THE PRESIDENCY IN 1960

JFK SPEAKS ON "THE PRESIDENCY IN 1960"

Washington, D.C. (JFK+50) Fifty-five years ago today, January 14, 1960, Senator John F. Kennedy, candidate for the Democratic nomination for President of the United States, spoke at the National Press Club* here in Washington on the topic "The Presidency in 1960."

Senator Kennedy said...

"The modern Presidential campaign covers every issue in and out of the platform from cranberries to creation.  The history of the Nation has largely been written in terms of the different views of the Presidents...or by the Presidency itself."

JFK said that history should tell the voters they have a right to know "what any man bidding for the Presidency thinks about the place he is bidding for..."

One of the things they should know, the Senator said, is if the candidate would be willing to use the power that he sought.

JFK was not particularly complimentary of the Dwight D. Eisenhower presidency.  He believed Ike governed with a "detached (and) limited concept" of his high office.  
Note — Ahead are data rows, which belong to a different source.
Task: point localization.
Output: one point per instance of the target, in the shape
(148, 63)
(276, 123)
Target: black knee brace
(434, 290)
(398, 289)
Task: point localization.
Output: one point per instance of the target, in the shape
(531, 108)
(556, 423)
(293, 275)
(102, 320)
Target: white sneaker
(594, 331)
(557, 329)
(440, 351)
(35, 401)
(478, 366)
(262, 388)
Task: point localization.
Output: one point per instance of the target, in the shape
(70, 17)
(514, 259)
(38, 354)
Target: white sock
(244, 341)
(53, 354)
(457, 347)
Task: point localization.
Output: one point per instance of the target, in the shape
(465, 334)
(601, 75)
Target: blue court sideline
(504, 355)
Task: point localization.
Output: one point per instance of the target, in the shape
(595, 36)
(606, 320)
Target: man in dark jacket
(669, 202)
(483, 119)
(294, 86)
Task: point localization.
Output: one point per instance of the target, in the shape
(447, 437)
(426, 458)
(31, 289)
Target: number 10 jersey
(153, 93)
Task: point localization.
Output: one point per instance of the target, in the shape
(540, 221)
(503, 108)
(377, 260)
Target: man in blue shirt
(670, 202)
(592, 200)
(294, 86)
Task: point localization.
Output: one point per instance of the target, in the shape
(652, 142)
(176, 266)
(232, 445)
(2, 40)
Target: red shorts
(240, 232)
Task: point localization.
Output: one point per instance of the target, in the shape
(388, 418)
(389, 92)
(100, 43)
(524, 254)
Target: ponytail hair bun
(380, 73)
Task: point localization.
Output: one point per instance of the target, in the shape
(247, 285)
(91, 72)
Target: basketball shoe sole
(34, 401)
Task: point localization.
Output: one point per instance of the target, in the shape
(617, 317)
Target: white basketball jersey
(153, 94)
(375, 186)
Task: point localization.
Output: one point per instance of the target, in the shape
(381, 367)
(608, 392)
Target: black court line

Senator Kennedy believed the times required a stronger leader...a "vigorous proponent of the national interest and an active participant in the legislative process."

Like Theodore and Franklin Roosevelt, JFK said that the 1960s would require a President who would be "in the very thick of the fight," not a James Buchanan or Warren G. Harding but an Abraham Lincoln or Woodrow Wilson. 

JFK concluded.... 

"We will need a real fighting mood in the White House--a man who will not relent in the face of pressure from his Congressional leaders...but the White House is not only the center of political leadership, it must be the center of moral leadership...

Lincoln's hand did not tremble.  He did not hesitate.  He did not equivocate. For he was President of the United States."

SOURCE

The American Presidency Project, by Gerhard Peters and John T. Woolley,  "The Presidency in 1960," by John F. Kennedy, National Press Club, Washington, D.C., January 14, 1960, www.presidency.ucsb.edu/ws/?pid=25795



*The National Press Club, a professional organization for journalists and communication professionals, was founded in 1908 in Washington, D.C.  Every President since Theodore Roosevelt has been a member of the NPC with the exception of Warren G. Harding.

In 1927, the National Press Building was completed in the Nation's Capital.